A l'exception de ces malades mentaux figés dans la monomanie ou de
ces individus qui, prisonniers d'une addiction, se trouvent en manque, et
donc saisis par une idée fixe, évidente, unique, la majorité d'entre
nous pourrait reprendre ces mots de Montaigne se définissant ainsi
: « Je suis ondoyant et divers ». Faut-il s'en désoler ou
réjouir, mais l'on se distrait par exemple bien vite du sentiment
homogène et puissant qu'une pièce de théâtre a
su créer ou activer en nous : dès la sortie de la salle, certains
rallument leurs portables pour consulter leurs messages, d'autres sont immédiatement
assaillis par quelques tracas d'intendance, ou songent déjà au
restaurant qui suit, au prochain spectacle, etc... Cette observation n'est
pas anodine, car elle nous renseigne indirectement sur le travail esthétique
de cadrage, concentration, stylisation, auquel se livre l'auteur, pour construire
une vérité existentielle ordonnée, continue et homogène,
qui émanerait des personnages et de la situation. Nous pouvons ainsi éprouver
un sentiment tragique au théâtre mais, construit en une signification
cohérente et stable, épuré de l'anecdote et des multiples
détails parasites, faisant appel à des valeurs éthiques,
il n'a pas grand chose à voir avec le sentiment tragique éprouvé parfois
dans la vie réelle. Celui-là, emporté comme tout affect,
dans le fameux « stream of consciousness » , dont parlait William
James, et se mêlant aux scories de l'actualité, aux alluvions
des embarras quotidiens, aux restes de maints plaisirs compensateurs, est
certes bien notre réalité, mais correspond fort peu au sentiment
tragique tel que l'a construit le dramaturge ou modélisé le
philosophe... Ce long prologue pour introduire trois pièces de qualité,
nous invitant à appréhender la construction esthétique,
théâtrale du sentiment.
Dans un premier temps, l'on peut croire que Ciseaux,
papier, caillou de
Daniel Keene nous donne à entendre « l'immense
silence des chômeurs
et le désespoir qu'il exprime » (Pierre Bourdieu), on croit reconnaître
dans Kevin, ce tailleur de pierre au chômage, sa femme, sa fille, son
ami, son chien, des êtres quelconques naguère filmés
dans un reportage à la télévision.

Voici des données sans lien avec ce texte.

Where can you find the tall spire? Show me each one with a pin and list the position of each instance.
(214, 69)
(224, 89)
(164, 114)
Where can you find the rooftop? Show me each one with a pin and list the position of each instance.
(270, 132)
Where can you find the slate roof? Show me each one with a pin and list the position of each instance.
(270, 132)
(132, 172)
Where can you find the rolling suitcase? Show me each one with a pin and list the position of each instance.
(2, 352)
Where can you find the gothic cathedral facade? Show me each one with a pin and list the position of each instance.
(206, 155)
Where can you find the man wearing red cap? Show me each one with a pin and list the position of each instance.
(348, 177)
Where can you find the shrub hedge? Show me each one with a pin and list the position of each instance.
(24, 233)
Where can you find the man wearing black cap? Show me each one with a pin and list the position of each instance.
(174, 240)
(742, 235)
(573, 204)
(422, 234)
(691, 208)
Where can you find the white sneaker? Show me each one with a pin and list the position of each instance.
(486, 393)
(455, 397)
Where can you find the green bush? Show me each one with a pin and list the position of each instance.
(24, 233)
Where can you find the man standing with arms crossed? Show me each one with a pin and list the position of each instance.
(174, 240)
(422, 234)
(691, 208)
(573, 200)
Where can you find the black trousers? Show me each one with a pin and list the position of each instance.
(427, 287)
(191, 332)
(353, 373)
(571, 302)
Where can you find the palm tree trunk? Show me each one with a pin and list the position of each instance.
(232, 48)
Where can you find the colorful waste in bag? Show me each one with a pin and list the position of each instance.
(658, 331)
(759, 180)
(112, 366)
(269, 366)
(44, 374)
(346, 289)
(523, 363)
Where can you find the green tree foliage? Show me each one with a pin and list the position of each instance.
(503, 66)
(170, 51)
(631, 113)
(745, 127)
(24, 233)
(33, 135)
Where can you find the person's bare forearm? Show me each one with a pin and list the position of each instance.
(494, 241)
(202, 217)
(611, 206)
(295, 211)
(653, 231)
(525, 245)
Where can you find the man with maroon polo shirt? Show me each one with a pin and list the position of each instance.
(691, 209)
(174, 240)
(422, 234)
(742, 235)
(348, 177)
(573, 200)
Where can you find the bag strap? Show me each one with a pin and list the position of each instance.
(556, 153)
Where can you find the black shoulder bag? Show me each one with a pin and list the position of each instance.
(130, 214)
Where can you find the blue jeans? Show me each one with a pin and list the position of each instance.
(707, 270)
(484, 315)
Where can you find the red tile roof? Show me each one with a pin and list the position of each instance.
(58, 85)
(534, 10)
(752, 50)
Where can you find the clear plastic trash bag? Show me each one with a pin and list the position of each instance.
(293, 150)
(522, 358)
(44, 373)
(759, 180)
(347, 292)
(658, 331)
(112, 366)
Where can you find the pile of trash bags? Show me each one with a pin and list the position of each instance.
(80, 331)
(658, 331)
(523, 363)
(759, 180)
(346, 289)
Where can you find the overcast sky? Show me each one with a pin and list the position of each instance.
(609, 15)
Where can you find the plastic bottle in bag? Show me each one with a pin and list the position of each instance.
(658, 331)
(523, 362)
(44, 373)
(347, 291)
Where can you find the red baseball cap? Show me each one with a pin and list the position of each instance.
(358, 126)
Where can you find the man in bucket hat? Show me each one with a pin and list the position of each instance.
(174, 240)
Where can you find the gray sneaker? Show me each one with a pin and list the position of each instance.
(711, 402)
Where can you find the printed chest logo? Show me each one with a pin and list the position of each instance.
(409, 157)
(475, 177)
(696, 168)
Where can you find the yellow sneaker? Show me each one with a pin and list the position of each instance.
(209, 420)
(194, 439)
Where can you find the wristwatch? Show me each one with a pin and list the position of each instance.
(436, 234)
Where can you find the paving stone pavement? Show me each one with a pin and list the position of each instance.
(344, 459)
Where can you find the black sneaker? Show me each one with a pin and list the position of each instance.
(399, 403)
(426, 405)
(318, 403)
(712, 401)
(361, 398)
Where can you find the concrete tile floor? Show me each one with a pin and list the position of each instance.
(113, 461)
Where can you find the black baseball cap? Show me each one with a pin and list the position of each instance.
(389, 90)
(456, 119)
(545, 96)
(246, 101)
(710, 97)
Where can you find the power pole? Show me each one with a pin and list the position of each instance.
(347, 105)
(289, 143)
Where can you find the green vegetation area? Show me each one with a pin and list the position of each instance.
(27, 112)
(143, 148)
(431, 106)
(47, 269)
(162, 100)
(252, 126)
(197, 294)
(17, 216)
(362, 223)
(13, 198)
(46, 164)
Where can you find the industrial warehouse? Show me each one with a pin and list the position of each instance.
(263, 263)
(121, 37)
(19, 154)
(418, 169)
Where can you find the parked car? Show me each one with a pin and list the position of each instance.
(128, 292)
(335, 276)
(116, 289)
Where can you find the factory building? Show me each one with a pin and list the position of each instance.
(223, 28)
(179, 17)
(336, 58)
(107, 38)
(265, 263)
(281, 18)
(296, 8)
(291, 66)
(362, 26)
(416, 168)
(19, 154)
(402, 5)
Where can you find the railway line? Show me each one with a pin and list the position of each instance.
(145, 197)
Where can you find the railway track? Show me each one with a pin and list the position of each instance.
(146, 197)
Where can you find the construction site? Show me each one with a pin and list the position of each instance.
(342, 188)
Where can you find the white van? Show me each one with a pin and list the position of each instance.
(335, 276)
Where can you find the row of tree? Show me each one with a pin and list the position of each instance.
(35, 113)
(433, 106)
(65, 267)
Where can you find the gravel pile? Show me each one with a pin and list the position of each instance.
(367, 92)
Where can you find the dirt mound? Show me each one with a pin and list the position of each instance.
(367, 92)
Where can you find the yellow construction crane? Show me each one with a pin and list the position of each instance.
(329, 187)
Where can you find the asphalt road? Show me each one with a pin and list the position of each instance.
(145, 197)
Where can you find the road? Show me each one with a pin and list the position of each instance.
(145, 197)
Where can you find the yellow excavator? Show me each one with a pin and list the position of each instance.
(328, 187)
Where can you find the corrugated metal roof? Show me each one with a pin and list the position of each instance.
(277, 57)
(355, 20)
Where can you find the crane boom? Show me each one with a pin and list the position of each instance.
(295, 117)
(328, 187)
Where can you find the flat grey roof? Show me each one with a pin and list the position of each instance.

On est même
enclin à penser que le sentiment continu de tranquille accablement
du héros, c'est exactement celui qu'éprouvent les chômeurs
de longue durée. Ce théâtre procèderait alors
du naturalisme, ou d'une dimension socio-critique et documentaire... Or que
nous dit Daniel Keene ? « La poésie était, et demeure,
mon point de départ en tant qu'auteur ». Cette poésie va
sans cesse guider l'auteur. Par quelques symboles déjà : Kevin
travaillait sur le plein des blocs de pierre, il se retrouve dans le vide
d'une existence absurde; Kevin est resté longtemps debout par son
travail, mais avec le chômage il s'asseoit de plus en plus, et à la
fin, il voudra s'allonger dans une fosse, comme pour mourir... La poésie
va guider l'alternance de mots essentiels et de lourds silences, le recours à l'ellipse,
et le rejet de tout superflu, qui distinguent le sentiment de désespoir
théâtral, ainsi recomposé, esthétisé, du
désespoir hétérogène, discontinu et parasité que
subissent les chômeurs. Quel est le propos de Daniel Keene ? Il répond
très bien à cette question : « je
me disais qu'il devait être
possible d'écrire des pièces qui intensifient l'expérience
en refusant d'inclure quoi que ce soit de superflu ». Tout est là :
intensifier un sentiment et l'épurer, jusqu'à ce qu'il nous
saisisse d'une présence hallucinatoire, qu'il accède à la
hauteur de l'avènement spirituel. Le désespoir du chômeur
Kevin (interprétation admirable de Carlo Brandt) devient, par l'écriture
de Keene, mais aussi par la mise en scène (dans le style de Claude
Régy) de Marie-Christine Soma et Daniel Jeanneteau, l'un de ces sentiments
improbables et magiques comme le théâtre seul en a le secret
de fabrication, et qui nous emmènent dans un monde autre. Celui où,
par leur dessin allongé, insolite, les ombres portées de nos
sentiments nous fascinent plus que leur reflet exact dans un miroir. « Nul
acte de théâtre n'est naturel. Il omet toujours quelque chose.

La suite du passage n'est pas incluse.